Garp becomes a devoted parent, wrestling with anxiety for the safety of his children. He and his family inevitably experience dark and violent events through which the characters change and grow. Garp learns (often painfully) from the women in his life (including transgender ex-football player Roberta Muldoon), who are struggling to become more tolerant in the face of intolerance. The story contains a great deal of (in the words of Garp's fictional teacher) "lunacy and sorrow".

The novel contains several narratives: Garp's first piece of fiction, a short story entitled "The Pension Grillparzer"; "Vigilance", an essay; and the first chapter of his third novel, The World According to Bensenhaver. The book also contains some motifs that appear in other Irving novels: bears, New England, Vienna, hotels, wrestling, a person who prefers abstinence over sex, and adultery.

== Background ==
John Irving's mother, Frances Winslow, had not been married at the time of his conception, and Irving never met his biological father. As a child, he was not told anything about his father, and he told his mother that unless she gave him some information about his biological father, in his writing he would invent the father and the circumstances of how she got pregnant. Winslow replied, "Go ahead, dear."

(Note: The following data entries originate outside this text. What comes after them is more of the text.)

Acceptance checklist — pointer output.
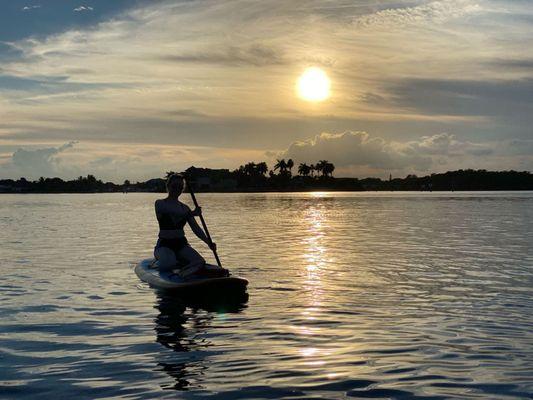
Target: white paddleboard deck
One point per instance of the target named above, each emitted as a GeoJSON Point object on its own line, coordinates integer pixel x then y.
{"type": "Point", "coordinates": [148, 272]}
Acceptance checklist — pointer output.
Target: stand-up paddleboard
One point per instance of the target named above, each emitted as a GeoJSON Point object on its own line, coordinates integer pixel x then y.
{"type": "Point", "coordinates": [148, 271]}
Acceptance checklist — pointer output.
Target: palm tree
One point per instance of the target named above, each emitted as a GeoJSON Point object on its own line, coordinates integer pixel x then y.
{"type": "Point", "coordinates": [249, 169]}
{"type": "Point", "coordinates": [304, 169]}
{"type": "Point", "coordinates": [261, 168]}
{"type": "Point", "coordinates": [281, 165]}
{"type": "Point", "coordinates": [290, 164]}
{"type": "Point", "coordinates": [328, 169]}
{"type": "Point", "coordinates": [321, 166]}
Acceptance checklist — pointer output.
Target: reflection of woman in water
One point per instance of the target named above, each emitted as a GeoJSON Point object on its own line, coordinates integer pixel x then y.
{"type": "Point", "coordinates": [184, 329]}
{"type": "Point", "coordinates": [172, 247]}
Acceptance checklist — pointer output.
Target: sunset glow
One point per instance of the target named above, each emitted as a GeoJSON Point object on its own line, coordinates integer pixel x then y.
{"type": "Point", "coordinates": [314, 85]}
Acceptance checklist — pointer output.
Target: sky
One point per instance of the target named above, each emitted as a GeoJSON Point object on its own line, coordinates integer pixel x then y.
{"type": "Point", "coordinates": [129, 89]}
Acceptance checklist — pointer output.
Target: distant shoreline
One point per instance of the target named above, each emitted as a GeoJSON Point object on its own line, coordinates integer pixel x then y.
{"type": "Point", "coordinates": [223, 181]}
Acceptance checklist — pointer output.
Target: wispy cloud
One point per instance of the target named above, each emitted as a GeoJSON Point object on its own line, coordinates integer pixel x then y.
{"type": "Point", "coordinates": [83, 8]}
{"type": "Point", "coordinates": [32, 7]}
{"type": "Point", "coordinates": [222, 74]}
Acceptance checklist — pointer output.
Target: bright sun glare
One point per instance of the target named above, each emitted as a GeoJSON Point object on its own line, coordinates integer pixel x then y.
{"type": "Point", "coordinates": [313, 85]}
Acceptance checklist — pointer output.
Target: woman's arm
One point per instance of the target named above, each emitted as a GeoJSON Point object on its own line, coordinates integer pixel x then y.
{"type": "Point", "coordinates": [197, 230]}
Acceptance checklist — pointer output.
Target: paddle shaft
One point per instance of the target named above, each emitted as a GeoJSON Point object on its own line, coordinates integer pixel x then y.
{"type": "Point", "coordinates": [204, 225]}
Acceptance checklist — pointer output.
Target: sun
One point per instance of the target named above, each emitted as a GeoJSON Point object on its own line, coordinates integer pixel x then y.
{"type": "Point", "coordinates": [313, 85]}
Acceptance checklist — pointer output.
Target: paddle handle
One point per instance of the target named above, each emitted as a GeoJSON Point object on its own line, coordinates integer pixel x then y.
{"type": "Point", "coordinates": [204, 225]}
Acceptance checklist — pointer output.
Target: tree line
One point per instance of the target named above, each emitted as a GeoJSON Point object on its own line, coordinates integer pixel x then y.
{"type": "Point", "coordinates": [257, 177]}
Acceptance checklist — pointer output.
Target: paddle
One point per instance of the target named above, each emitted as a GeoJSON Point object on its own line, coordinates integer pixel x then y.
{"type": "Point", "coordinates": [189, 186]}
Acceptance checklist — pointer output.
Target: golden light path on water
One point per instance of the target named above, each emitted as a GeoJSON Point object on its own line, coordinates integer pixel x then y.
{"type": "Point", "coordinates": [364, 295]}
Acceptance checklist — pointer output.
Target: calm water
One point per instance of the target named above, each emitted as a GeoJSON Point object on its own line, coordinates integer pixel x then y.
{"type": "Point", "coordinates": [366, 295]}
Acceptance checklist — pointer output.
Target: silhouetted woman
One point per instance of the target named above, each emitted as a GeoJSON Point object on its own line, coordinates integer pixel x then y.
{"type": "Point", "coordinates": [172, 249]}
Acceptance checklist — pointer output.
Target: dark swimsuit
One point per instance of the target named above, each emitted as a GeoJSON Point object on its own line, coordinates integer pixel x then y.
{"type": "Point", "coordinates": [167, 223]}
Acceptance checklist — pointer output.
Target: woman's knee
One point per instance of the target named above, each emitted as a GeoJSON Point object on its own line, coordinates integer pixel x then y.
{"type": "Point", "coordinates": [191, 256]}
{"type": "Point", "coordinates": [165, 258]}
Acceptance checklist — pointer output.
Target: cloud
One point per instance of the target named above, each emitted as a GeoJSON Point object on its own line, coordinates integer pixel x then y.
{"type": "Point", "coordinates": [28, 8]}
{"type": "Point", "coordinates": [448, 145]}
{"type": "Point", "coordinates": [352, 149]}
{"type": "Point", "coordinates": [41, 161]}
{"type": "Point", "coordinates": [83, 8]}
{"type": "Point", "coordinates": [358, 153]}
{"type": "Point", "coordinates": [254, 55]}
{"type": "Point", "coordinates": [435, 12]}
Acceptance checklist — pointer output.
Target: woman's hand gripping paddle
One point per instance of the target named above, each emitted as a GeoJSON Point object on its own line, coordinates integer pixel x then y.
{"type": "Point", "coordinates": [189, 186]}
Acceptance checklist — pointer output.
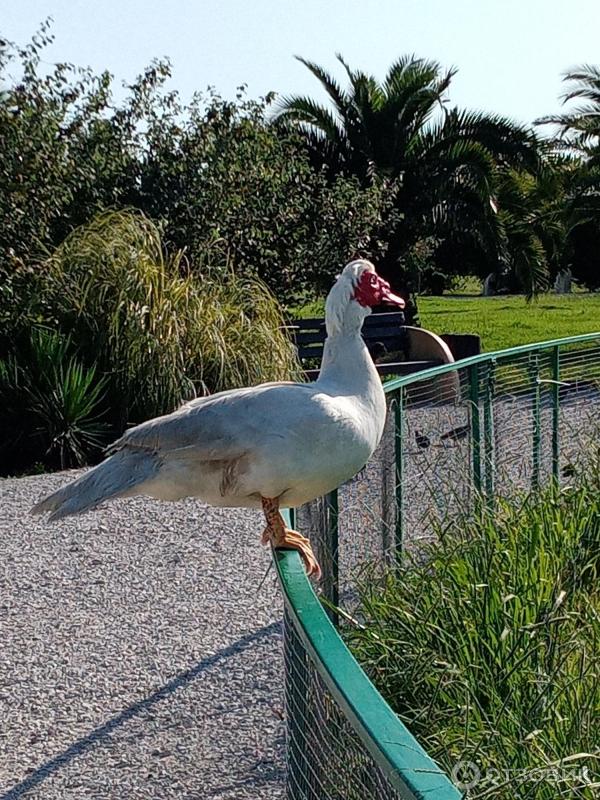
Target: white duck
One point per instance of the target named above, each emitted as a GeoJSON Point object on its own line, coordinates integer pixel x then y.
{"type": "Point", "coordinates": [270, 446]}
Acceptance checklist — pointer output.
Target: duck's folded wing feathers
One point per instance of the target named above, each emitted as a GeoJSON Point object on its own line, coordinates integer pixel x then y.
{"type": "Point", "coordinates": [222, 426]}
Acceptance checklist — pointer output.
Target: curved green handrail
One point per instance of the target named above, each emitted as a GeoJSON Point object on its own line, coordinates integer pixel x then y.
{"type": "Point", "coordinates": [405, 763]}
{"type": "Point", "coordinates": [482, 358]}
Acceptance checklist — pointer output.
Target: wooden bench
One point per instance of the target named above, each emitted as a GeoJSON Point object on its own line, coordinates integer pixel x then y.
{"type": "Point", "coordinates": [383, 334]}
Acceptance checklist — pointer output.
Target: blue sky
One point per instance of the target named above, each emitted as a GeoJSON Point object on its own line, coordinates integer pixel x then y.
{"type": "Point", "coordinates": [510, 54]}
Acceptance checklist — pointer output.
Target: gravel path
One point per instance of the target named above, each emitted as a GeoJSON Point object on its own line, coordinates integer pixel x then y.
{"type": "Point", "coordinates": [138, 659]}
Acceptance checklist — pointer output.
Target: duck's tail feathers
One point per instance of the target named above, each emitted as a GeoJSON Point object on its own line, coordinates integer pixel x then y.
{"type": "Point", "coordinates": [119, 476]}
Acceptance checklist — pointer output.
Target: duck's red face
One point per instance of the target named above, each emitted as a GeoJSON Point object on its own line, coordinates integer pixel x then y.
{"type": "Point", "coordinates": [373, 290]}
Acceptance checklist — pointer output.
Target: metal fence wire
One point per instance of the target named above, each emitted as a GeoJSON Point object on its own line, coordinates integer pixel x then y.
{"type": "Point", "coordinates": [458, 438]}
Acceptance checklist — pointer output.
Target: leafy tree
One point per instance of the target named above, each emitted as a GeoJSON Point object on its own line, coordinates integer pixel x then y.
{"type": "Point", "coordinates": [223, 184]}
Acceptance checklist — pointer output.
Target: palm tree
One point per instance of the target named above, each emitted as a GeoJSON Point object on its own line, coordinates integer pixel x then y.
{"type": "Point", "coordinates": [440, 164]}
{"type": "Point", "coordinates": [579, 135]}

In 1981, Time magazine quoted the novelist's mother as saying "There are parts of Garp that are too explicit for me."

== Analysis ==
Themes of the novel include feminism, gender formation, American politics after the Vietnam War, and how family structures changed during this time. The book uses elements of metafiction and follows a symmetrical, Dickensian narrative that is resolved in the final chapter: "Life After Garp". The book also responds to the postmodernism movement.

== Adaptations ==
A movie adaptation of the novel starring Robin Williams was released in 1982, directed by George Roy Hill with a screenplay written by Steve Tesich. Irving said that Hill asked him to write the screenplay but he declined because of how Hill's film would treat the character of Roberta Muldoon. Irving continued:

George was a World War II guy; he couldn’t see past the comedic part of a transgender woman who’d been an NFL player. A pity, because John Lithgow, who was cast as Roberta in the film, could have played her as I wrote her. Roberta is a force of normality in an otherwise extreme world; she is the only character who loves Garp and his mother equally, the only character who isn’t in a rage about someone or something. I declined to write the “Garp” script because George wouldn’t do Roberta my way.

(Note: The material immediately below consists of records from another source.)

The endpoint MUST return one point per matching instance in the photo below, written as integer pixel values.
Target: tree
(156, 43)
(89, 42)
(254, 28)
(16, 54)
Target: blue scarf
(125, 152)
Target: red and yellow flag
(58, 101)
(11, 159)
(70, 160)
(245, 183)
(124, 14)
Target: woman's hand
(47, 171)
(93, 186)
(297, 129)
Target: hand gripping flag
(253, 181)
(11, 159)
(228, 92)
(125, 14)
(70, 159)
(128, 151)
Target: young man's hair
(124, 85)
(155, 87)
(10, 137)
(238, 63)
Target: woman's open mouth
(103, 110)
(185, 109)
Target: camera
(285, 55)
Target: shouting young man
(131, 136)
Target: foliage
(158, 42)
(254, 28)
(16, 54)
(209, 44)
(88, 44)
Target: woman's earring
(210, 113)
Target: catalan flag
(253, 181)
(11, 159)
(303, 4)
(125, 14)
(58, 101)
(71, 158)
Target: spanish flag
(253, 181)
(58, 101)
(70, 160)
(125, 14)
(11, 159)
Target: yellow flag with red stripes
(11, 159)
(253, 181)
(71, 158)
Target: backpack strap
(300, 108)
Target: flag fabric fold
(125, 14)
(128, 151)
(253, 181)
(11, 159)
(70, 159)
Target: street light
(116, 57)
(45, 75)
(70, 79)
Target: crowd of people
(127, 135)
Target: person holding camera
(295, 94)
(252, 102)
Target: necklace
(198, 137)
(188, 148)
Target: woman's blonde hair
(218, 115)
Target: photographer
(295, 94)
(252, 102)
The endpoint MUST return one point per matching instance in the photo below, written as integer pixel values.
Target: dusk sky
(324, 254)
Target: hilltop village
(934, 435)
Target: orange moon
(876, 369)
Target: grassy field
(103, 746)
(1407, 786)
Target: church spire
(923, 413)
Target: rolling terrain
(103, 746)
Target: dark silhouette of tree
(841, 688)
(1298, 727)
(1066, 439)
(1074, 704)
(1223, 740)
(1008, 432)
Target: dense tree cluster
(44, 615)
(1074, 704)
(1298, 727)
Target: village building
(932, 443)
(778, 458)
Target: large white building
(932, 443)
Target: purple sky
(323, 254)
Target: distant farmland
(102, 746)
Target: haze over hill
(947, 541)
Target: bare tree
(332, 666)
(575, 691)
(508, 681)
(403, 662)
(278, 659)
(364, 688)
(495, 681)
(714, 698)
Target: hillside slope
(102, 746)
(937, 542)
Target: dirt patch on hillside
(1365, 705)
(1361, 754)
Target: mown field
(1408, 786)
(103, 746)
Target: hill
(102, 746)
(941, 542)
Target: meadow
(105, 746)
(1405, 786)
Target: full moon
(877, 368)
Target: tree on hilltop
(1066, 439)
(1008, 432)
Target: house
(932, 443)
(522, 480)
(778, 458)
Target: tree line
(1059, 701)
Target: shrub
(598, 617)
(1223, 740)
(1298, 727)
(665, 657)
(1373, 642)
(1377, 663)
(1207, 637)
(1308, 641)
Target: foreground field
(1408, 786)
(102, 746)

BBC Radio 4's Classic Serial broadcast a three-part adaptation of the novel by Linda Marshall Griffiths in January 2014. The production was directed by Nadia Molinari and featured Miranda Richardson as Jenny, Lee Ingleby as Garp, Jonathan Keeble as Roberta and Lyndsey Marshal as Helen.

On 3 November 2015, Irving revealed that he'd been approached by HBO and Warner Brothers to reconstruct The World According to Garp as a miniseries. He described the project as being in the early stages.
According to the byline of a self-penned, 20 February 2017 essay for The Hollywood Reporter, Irving completed his teleplay for the five-part series based on The World According to Garp.